After this initial exercise, we conclude that the available mobility data is not adequate to estimate general population movement and the impact on Egypt’s tourism inflicted by the 2023 Red Sea Shipping Crisis. Although the mobility data panel provides billions of locations on a daily basis throughout Egypt, the Red Sea and South Sinai governorates only account for a fraction of this volume, of which only a small fraction can be identified within points of interest. For example, based on the analysis, hotels would see about 100 daily visitors.
Limitations#
Limitations of using mobility data to estimate economic activity#
Warning
Sample Bias: The sampled population is composed of GPS-enabled devices drawn out from a longituginal mobility data panel. It is important to emphasize the sampled population is obtained via convenience sampling and that the mobility data panel represents only a subset of the total population in an area at a time, specifically only users that turned on location tracking on their mobile device. Thus, derived metrics do not represent the total population density.

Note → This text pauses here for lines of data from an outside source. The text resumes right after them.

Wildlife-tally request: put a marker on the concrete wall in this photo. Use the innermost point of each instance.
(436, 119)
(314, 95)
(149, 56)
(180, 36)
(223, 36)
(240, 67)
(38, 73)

Incomplete Coverage: Mobility data is typically collected from sources such as mobile phone networks, GPS devices, or transportation systems. These sources may not be representative of the entire population or all economic activities, leading to sample bias and potentially inaccurate estimations.Not all individuals or businesses have access to devices or services that generate mobility data. This can result in incomplete coverage and potential underrepresentation of certain demographic groups or economic sectors.
Lack of Contextual Information: Mobility data primarily captures movement patterns and geolocation information. It may lack other crucial contextual information, such as transactional data, business types, or specific economic activities, which are essential for accurate estimation of economic activity.
Limitations of using points of interest database from OpenStreetMap#
Warning
Data Quality: OpenStreetMap (OSM) relies on user contributions, which can vary in quality and may not always be up-to-date. The accuracy and completeness of the points of interest (POI) database in OSM can vary significantly across different regions and categories.
Bias and Incompleteness: OSM data can be biased towards areas or categories that attract more active contributors. Certain regions or types of businesses may be underrepresented, leading to incomplete or skewed data, especially in less-populated or less-developed areas.
Lack of Standardization: OSM does not enforce strict data standards, resulting in variations in the format, categorization, and attribute information of POIs. This lack of standardization can make it challenging to compare and analyze data consistently across different regions or time periods.
Verification and Validation: While OSM relies on community-driven efforts for data verification, the absence of a centralized authority or rigorous validation process can introduce errors and inaccuracies. It may be difficult to ascertain the reliability of the information contained in the POI database.
Limited Contextual Information: The OSM database primarily focuses on geospatial information, such as coordinates and basic attributes of POIs. It may lack additional contextual information, such as detailed business descriptions, operational hours, or transactional data, which can limit its usefulness for comprehensive economic analysis.